Angela Natividad's Live & Uncensored!

03 January 2017

Inklust #22: A Distributed Entity


Can one meet a distributed entity in any meaningful sense?
River of Gods, Ian Mcdonald

River of Gods was one of my favourite books of 2016. It takes place in a time when AI can (and often does) have a sense of self, an identity and capabilities that surpass us in a way we perceive as dangerous.

But it also posits that our sense of identity, our sense of self, is so fundamentally different from that of an AI that we can't even approach each other from the same rational framework. Mankind is characterised by slow data transmission: We have to go places, physically send things or speak in order to convey information, or make it travel.

An AI simply copies itself. It's an entity outside space/time; in the book, one AI assistant can be in many places at once, managing your live press conference in one locale while, elsewhere, answering emails, scheduling meetings and picking up calls.

The quote above is a fundamental question that highlights the difference between us and them: Can you actually know (and thus trust) an entity that can be here meeting you, but could conceivably also be here in a thousand other places at once?

In the film Her, this was one of the sticking points for our protagonist.

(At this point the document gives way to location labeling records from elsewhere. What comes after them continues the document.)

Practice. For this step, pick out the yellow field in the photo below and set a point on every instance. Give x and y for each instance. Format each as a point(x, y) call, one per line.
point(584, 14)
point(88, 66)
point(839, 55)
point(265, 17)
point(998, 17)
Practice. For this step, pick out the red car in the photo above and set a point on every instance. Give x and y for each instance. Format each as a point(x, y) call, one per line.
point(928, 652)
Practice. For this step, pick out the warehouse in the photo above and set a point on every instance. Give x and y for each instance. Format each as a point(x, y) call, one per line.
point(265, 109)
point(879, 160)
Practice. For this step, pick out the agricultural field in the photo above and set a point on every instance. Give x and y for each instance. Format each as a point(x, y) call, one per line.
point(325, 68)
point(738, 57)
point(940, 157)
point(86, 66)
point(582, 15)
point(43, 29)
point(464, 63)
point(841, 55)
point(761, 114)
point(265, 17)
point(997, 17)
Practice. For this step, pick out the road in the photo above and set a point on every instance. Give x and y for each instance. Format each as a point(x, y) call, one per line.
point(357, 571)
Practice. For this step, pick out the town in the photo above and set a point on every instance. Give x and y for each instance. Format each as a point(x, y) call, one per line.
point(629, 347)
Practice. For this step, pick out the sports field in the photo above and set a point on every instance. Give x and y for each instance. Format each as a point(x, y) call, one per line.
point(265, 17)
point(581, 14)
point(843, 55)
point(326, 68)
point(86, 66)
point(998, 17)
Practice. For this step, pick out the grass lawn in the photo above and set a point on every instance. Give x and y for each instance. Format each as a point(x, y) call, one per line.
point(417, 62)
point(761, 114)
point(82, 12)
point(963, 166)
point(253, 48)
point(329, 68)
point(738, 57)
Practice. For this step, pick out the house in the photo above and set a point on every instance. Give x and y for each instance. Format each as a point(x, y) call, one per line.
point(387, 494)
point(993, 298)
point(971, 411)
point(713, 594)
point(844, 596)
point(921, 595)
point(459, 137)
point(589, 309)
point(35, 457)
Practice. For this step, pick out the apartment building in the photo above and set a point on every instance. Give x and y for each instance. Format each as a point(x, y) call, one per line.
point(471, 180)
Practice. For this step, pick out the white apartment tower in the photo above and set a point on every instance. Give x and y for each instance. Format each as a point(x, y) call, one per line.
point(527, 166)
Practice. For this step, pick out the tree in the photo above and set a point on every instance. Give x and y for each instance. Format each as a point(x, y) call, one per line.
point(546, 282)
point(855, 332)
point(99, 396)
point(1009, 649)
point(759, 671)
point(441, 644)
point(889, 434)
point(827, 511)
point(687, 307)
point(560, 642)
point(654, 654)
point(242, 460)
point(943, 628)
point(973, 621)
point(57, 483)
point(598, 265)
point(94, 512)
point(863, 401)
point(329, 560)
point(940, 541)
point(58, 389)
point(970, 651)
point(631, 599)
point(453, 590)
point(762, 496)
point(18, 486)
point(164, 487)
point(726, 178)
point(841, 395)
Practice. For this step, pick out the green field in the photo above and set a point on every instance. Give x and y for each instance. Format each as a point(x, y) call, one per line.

He's having this big conversation with his sultry-voiced OS, a relationship-defining conversation, and he's thrown off by the fact that, however sincere and invested she seems, she's also having a hundred other discussions simultaneously. We can't quite do that, even on our best multi-tasking day.

But today the quote stuck out to me because I started thinking, well, we all do that anyway, within the realm of what is possible. The person I am to my parents is different from the one I am to my close friends, or people who know me exclusively online. Even if we were all to meet in the same room, some people may feel shades of the Angela they don't know, but mostly their existing picture of me would remain intact. 

With this in mind, the biggest difference is that an AI can be all these Angelas simultaneously—having dinner with my parents in California while attending a meeting here in Paris. 

We don't fear artificial intelligence because of its failure to meaningfully relate; we fear the way it challenges our own limitations, our mortality—the way we are enslaved to space/time.

From this angle, it seems petty. My hope in 2017 is not to want to be more than what I am. It doesn't seem to guide us toward anything good. (In River of Gods, it leads to war.)